Selective RNA Sequestration Mediated by a Heat‐Sensing Disordered Protein Region

Heat‐shocked eukaryotic cells attenuate protein synthesis, mount a transcriptional response, and assemble proteins and RNAs into dynamic cytosolic granules. The constituents of these granules, the mechanism of their formation, their function, and even the mechanism by which eukaryotic cells sense temperature remain unclear. We have developed quantitative mass spectrometric methods that reveal more than a hundred proteins which reversibly assemble in response to heat in budding yeast. Assembly is in some cases protein‐autonomous: we report purified proteins self‐assembling in vitro with kinetics matching their in vivo assembly, a process encoded in eukaryote‐specific domains, including low‐complexity, intrinsically disordered regions (IDRs). We report the thermally induced, IDR‐mediated assembly of an RNA‐binding protein under physiological conditions that is selective for the type of RNA bound, a phenomenon with potential regulatory consequences.

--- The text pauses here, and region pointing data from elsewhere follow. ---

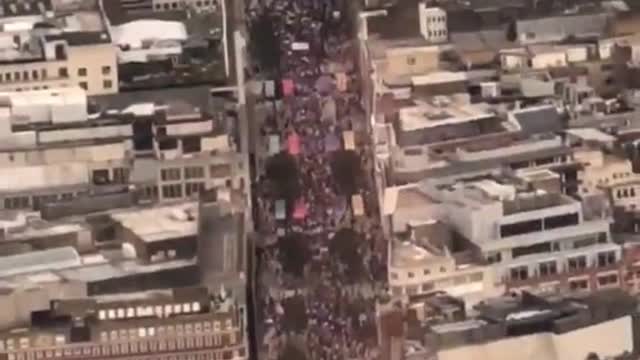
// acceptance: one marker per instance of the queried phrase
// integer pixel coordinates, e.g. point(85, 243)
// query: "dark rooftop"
point(540, 120)
point(79, 38)
point(402, 21)
point(11, 8)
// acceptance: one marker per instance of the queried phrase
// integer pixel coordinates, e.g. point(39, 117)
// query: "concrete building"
point(137, 248)
point(184, 323)
point(433, 23)
point(430, 260)
point(533, 326)
point(166, 43)
point(536, 327)
point(535, 237)
point(44, 50)
point(160, 152)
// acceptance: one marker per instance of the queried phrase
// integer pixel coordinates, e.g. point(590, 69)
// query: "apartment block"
point(187, 323)
point(48, 48)
point(63, 150)
point(535, 237)
point(429, 260)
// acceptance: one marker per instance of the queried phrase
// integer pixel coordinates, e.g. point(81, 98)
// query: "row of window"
point(119, 175)
point(25, 202)
point(435, 19)
point(106, 84)
point(170, 331)
point(530, 226)
point(439, 284)
point(437, 33)
point(195, 172)
point(574, 264)
point(156, 347)
point(179, 4)
point(146, 311)
point(626, 193)
point(411, 274)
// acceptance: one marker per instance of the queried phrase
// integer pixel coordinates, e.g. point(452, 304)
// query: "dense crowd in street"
point(320, 102)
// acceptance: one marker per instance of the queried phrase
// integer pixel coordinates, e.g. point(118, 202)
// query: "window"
point(191, 144)
point(170, 174)
point(547, 268)
point(194, 188)
point(219, 170)
point(606, 258)
point(100, 176)
point(519, 228)
point(519, 273)
point(172, 191)
point(17, 202)
point(577, 263)
point(607, 280)
point(120, 175)
point(575, 285)
point(194, 172)
point(558, 221)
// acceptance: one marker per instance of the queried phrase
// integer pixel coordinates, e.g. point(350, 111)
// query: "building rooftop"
point(160, 223)
point(52, 259)
point(402, 21)
point(527, 314)
point(441, 111)
point(539, 119)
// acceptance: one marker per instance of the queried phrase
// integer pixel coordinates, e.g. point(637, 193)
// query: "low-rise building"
point(163, 152)
point(176, 324)
point(535, 237)
point(62, 47)
point(536, 327)
point(431, 260)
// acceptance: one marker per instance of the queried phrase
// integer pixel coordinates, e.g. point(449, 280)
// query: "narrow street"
point(323, 258)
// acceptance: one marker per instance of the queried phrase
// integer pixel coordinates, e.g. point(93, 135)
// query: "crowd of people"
point(327, 306)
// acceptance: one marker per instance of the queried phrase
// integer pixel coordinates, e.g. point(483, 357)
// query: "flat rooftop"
point(439, 112)
point(402, 21)
point(161, 223)
point(408, 254)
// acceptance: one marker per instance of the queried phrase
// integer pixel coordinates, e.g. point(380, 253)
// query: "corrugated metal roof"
point(540, 120)
point(51, 259)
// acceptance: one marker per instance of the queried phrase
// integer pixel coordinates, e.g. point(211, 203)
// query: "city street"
point(323, 260)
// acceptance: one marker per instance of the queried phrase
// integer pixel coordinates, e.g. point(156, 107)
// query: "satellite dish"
point(128, 251)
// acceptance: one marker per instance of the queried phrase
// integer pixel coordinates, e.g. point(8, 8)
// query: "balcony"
point(564, 274)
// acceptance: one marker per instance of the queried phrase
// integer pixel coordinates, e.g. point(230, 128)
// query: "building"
point(433, 260)
point(162, 43)
point(433, 23)
point(160, 152)
point(534, 237)
point(44, 49)
point(539, 327)
point(176, 324)
point(132, 249)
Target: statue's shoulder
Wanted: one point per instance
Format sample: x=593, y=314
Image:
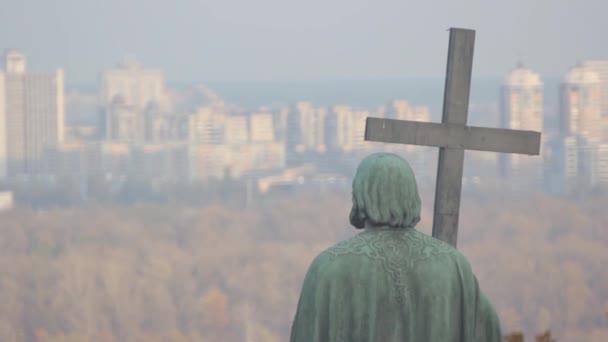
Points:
x=409, y=246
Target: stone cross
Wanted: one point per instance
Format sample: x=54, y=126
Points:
x=452, y=135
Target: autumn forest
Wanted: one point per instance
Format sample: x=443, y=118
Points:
x=220, y=270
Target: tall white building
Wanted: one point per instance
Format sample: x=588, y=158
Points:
x=350, y=128
x=261, y=127
x=31, y=116
x=206, y=126
x=126, y=92
x=600, y=68
x=580, y=112
x=308, y=128
x=420, y=157
x=581, y=128
x=522, y=109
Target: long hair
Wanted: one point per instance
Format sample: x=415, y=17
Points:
x=385, y=193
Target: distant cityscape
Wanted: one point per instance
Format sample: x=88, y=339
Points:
x=135, y=127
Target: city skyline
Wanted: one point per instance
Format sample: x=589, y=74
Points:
x=274, y=41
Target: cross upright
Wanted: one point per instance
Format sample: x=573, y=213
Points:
x=452, y=135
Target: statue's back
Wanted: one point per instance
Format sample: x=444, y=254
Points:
x=391, y=285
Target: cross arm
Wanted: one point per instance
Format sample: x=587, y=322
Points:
x=452, y=136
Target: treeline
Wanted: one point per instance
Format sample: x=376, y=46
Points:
x=171, y=272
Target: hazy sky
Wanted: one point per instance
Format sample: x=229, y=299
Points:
x=252, y=40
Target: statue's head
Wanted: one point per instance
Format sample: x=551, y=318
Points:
x=385, y=193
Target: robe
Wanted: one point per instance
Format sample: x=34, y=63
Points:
x=390, y=285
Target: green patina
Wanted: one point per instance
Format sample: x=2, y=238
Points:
x=391, y=282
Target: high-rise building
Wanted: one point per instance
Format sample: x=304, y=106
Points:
x=236, y=130
x=126, y=92
x=31, y=116
x=580, y=112
x=350, y=128
x=261, y=127
x=307, y=125
x=419, y=157
x=600, y=68
x=206, y=126
x=522, y=109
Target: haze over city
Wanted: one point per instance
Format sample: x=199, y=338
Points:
x=165, y=167
x=274, y=40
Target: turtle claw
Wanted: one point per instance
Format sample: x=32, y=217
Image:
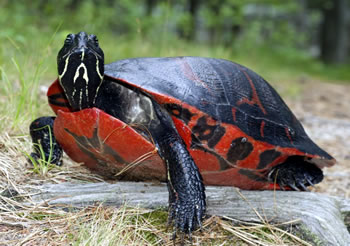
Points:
x=303, y=187
x=296, y=174
x=309, y=182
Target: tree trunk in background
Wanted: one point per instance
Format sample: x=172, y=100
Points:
x=335, y=32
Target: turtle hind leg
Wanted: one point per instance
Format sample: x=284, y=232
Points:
x=45, y=145
x=187, y=203
x=296, y=173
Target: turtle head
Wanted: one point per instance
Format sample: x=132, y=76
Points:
x=80, y=69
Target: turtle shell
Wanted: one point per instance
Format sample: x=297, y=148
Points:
x=233, y=122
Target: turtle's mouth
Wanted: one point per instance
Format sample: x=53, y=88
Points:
x=80, y=52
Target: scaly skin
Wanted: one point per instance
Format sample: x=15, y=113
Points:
x=186, y=189
x=41, y=131
x=296, y=174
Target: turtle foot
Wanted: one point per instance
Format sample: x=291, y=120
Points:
x=186, y=214
x=296, y=173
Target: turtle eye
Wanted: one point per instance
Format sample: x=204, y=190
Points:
x=94, y=39
x=69, y=39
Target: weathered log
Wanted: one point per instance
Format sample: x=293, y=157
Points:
x=325, y=217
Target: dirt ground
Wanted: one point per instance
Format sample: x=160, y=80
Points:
x=324, y=110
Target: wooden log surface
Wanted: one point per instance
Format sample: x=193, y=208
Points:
x=325, y=217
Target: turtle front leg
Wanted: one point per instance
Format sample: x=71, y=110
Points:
x=186, y=190
x=45, y=145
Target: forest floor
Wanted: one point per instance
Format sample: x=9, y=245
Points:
x=324, y=110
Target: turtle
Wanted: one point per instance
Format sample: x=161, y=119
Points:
x=189, y=121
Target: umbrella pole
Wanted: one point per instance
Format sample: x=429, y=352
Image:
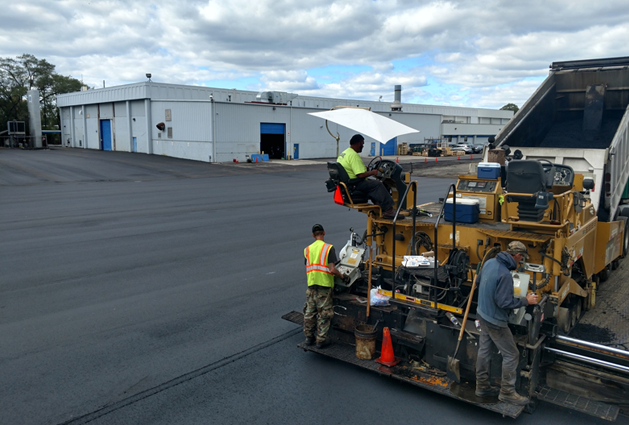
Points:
x=337, y=137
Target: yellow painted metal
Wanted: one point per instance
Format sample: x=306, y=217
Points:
x=570, y=286
x=420, y=301
x=568, y=236
x=490, y=208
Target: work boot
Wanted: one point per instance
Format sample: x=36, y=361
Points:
x=513, y=397
x=323, y=343
x=484, y=390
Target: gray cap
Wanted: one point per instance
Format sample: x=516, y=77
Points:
x=517, y=247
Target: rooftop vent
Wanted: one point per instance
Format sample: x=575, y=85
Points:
x=275, y=97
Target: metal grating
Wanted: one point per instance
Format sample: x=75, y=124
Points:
x=580, y=404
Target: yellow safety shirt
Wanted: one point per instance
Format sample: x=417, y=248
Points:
x=351, y=161
x=317, y=269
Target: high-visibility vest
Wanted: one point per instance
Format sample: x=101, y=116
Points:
x=317, y=268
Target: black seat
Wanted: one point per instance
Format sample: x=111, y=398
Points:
x=528, y=176
x=339, y=175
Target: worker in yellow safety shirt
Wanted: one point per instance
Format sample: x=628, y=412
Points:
x=320, y=271
x=358, y=174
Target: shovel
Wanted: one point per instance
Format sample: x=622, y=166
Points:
x=453, y=371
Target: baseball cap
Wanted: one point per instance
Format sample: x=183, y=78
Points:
x=517, y=247
x=317, y=228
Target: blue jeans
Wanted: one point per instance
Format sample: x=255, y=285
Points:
x=502, y=339
x=377, y=192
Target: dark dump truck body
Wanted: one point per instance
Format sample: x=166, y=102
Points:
x=579, y=117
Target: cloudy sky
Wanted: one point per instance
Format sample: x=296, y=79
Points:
x=480, y=53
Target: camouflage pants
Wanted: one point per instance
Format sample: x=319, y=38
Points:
x=318, y=312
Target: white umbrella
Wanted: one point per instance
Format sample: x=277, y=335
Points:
x=366, y=122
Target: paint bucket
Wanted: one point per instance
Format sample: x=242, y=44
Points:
x=365, y=341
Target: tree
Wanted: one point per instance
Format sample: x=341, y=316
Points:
x=510, y=107
x=27, y=72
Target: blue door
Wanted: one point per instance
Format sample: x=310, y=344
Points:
x=273, y=140
x=389, y=147
x=105, y=135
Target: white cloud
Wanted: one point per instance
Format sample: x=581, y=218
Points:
x=480, y=53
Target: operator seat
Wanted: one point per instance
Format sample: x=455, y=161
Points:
x=350, y=194
x=528, y=176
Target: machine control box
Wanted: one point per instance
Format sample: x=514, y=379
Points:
x=349, y=266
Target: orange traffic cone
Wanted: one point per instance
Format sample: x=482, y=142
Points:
x=338, y=197
x=387, y=357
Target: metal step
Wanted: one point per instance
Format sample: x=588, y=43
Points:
x=580, y=404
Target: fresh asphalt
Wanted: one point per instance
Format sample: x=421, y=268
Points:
x=139, y=289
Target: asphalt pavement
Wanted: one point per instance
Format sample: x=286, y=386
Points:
x=139, y=289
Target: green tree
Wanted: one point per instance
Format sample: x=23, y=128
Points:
x=510, y=107
x=27, y=72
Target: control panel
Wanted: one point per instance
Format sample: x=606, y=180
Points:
x=476, y=186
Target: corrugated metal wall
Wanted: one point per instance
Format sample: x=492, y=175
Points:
x=194, y=116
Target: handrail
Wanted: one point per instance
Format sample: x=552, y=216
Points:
x=397, y=212
x=433, y=293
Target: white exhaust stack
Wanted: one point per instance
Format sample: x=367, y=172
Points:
x=397, y=99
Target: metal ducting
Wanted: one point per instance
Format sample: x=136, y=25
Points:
x=397, y=98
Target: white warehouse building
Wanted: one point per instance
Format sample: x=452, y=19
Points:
x=220, y=125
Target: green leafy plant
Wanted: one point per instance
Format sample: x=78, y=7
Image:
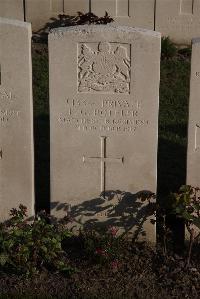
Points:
x=28, y=247
x=103, y=247
x=168, y=49
x=186, y=204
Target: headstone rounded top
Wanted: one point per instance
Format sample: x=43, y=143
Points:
x=89, y=29
x=15, y=22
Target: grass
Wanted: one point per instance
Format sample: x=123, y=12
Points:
x=173, y=115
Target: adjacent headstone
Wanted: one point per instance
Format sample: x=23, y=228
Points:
x=139, y=13
x=178, y=19
x=193, y=154
x=12, y=9
x=16, y=117
x=104, y=89
x=40, y=12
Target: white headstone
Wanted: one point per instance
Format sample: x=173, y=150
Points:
x=104, y=90
x=12, y=9
x=193, y=154
x=16, y=117
x=178, y=19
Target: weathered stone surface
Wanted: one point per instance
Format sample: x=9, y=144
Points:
x=104, y=89
x=16, y=117
x=139, y=13
x=39, y=12
x=178, y=19
x=12, y=9
x=193, y=154
x=72, y=7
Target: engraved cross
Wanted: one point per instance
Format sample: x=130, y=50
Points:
x=103, y=160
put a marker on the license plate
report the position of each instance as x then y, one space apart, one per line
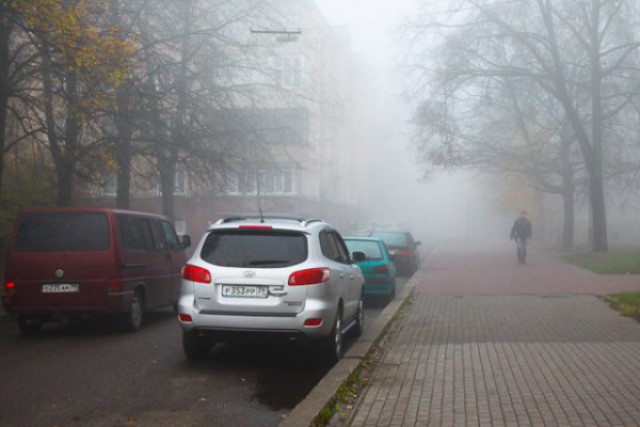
60 288
242 291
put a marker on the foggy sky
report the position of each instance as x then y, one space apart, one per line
449 206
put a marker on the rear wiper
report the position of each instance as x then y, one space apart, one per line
268 261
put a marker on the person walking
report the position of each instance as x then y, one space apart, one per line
520 232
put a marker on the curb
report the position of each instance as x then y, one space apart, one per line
306 412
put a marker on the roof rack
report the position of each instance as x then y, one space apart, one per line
260 217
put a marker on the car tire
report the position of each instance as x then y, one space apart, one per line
392 294
333 344
358 327
132 318
196 347
30 325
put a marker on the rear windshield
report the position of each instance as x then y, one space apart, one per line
62 232
392 239
371 249
254 249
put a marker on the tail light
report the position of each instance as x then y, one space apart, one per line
256 227
196 274
310 276
9 288
185 318
115 285
381 269
313 322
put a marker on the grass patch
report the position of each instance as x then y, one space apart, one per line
626 303
616 261
337 412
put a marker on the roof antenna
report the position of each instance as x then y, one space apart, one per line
255 154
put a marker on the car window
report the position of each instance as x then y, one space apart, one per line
159 243
134 233
255 248
392 239
73 232
372 249
170 236
343 252
333 247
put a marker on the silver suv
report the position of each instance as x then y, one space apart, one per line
271 276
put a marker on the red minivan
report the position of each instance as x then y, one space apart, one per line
78 261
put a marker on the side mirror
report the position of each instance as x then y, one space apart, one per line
185 241
358 256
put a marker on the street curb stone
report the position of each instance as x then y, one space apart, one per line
309 408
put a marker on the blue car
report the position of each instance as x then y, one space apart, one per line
378 269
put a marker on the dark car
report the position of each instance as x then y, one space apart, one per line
404 248
75 262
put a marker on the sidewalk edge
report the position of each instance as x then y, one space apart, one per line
307 411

Evolutionary analysis of these domains has been challenging because they align poorly between species, a possible consequence of their unusual functional constraints. We introduce novel methods for analyzing liquid/gel‐forming sequences, informed by these constraints, which reveal novel signatures of selection and coevolution between proteins interacting through these domains. Together, our results illuminate a corner of a vast cellular regulatory system based on assembly and disassembly which evolves according to unfamiliar yet sensible rules.